Ketika dirinya telah berketetapan menjadikan sabar dan sholat sebagai penolongnya, lalu Allah pun telah berketetapan meridhoinya, maka Dzat Allah (bukan zat) akan memerintahkan rohaninya untuk menjadi Imam bagi jasmaninya secara nyata, langsung dan berkelanjutan. Dan ini melalui pelantikan resmi, dimana berkemungkinan besar pelantikan ini dipimpin langsung oleh Nabi Khidir As, dimana beliau adalah pimpinan tertinggi dari seluruh Tentara Allah di dunia.
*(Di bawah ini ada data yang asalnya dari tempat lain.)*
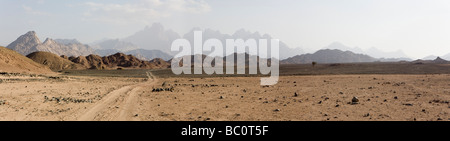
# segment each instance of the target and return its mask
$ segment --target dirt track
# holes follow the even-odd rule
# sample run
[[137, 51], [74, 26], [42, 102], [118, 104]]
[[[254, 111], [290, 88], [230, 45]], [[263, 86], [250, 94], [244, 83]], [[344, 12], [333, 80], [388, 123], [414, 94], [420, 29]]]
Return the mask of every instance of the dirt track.
[[[129, 121], [134, 114], [135, 104], [138, 101], [138, 93], [142, 89], [149, 88], [157, 82], [157, 79], [149, 74], [148, 81], [139, 84], [125, 86], [107, 94], [101, 101], [92, 105], [88, 111], [81, 115], [79, 121]], [[134, 116], [136, 116], [134, 114]]]

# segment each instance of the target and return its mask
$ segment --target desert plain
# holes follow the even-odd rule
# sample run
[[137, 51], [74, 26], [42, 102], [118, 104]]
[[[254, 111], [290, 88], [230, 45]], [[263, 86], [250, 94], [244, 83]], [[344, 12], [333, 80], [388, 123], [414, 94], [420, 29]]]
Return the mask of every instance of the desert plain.
[[450, 74], [434, 67], [449, 66], [282, 65], [271, 86], [170, 69], [2, 73], [0, 120], [449, 121]]

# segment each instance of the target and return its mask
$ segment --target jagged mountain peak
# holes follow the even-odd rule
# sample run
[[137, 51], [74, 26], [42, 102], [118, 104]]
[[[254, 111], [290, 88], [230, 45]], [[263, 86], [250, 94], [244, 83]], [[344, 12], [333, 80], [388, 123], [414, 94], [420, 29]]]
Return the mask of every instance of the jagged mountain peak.
[[44, 45], [56, 44], [56, 41], [53, 40], [52, 38], [46, 38], [43, 44]]
[[9, 44], [7, 48], [15, 50], [22, 55], [31, 53], [34, 46], [41, 44], [41, 40], [36, 35], [35, 31], [28, 31], [24, 35], [21, 35], [14, 42]]
[[25, 33], [25, 35], [36, 36], [36, 32], [35, 31], [28, 31], [27, 33]]
[[441, 57], [437, 57], [433, 60], [434, 63], [447, 63], [447, 60], [442, 59]]
[[19, 38], [17, 38], [18, 42], [22, 43], [33, 43], [33, 44], [39, 44], [41, 43], [41, 40], [39, 40], [38, 36], [36, 35], [36, 32], [34, 31], [28, 31], [24, 35], [21, 35]]
[[172, 42], [179, 39], [180, 35], [172, 30], [166, 30], [160, 23], [154, 23], [151, 27], [144, 28], [122, 41], [132, 43], [142, 49], [157, 49], [166, 53], [172, 53]]

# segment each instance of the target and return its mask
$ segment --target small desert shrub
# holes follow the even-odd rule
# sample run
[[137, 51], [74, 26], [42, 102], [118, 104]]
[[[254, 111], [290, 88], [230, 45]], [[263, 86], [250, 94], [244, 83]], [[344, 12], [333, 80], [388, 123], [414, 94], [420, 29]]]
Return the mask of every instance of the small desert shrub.
[[317, 62], [312, 62], [311, 64], [312, 64], [312, 66], [314, 67], [314, 66], [317, 65]]

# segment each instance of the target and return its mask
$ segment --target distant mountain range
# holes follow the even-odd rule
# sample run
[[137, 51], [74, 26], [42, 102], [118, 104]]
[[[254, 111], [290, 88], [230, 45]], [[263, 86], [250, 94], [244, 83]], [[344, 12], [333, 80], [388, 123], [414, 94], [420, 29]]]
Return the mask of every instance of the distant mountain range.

Pasca pelantikan, maka jasmani dan rohani orang ini dapat berkomunikasi secara langsung dan nyata. Jasmaninya pun telah berada di dalam dan rohaninya berada diluar (kebalikan manusia biasa). Sehingga, semua pergerakannya tidak lagi dengan jasmani tapi dipimpin oleh rohani secara nyata dan langsung. Segala pergerakannya tidak lagi dibatasi oleh ruang dan waktu, walau sesekali dia pun rindu untuk melakukannya, atau karena perintah dari Allah SWT.
Karena umumnya rohaninya berada diluar, sehingga dirinya pun tak nampak lagi di dunia, walaupun sebenarnya dirinya masih berada di dunia nyata guna menjalankan perintah Allah, dibawah komando Nabi Khidir As.
Dia telah berhasil menghancurkan dunianya (Boya’ Naku Boya Tongko Punna Nurasa’, Kubunoko). (Wallahu a’lam Bis-shawabi).
Penulis hanya berharap Maha Penyayangnya Allah, mohon maaf bila ada kesalahan dalam penulisan ini, saya hanya manusia biasa yang tak luput dari salah dan dosa. Kesempurnaan hanya milik Allah SWT.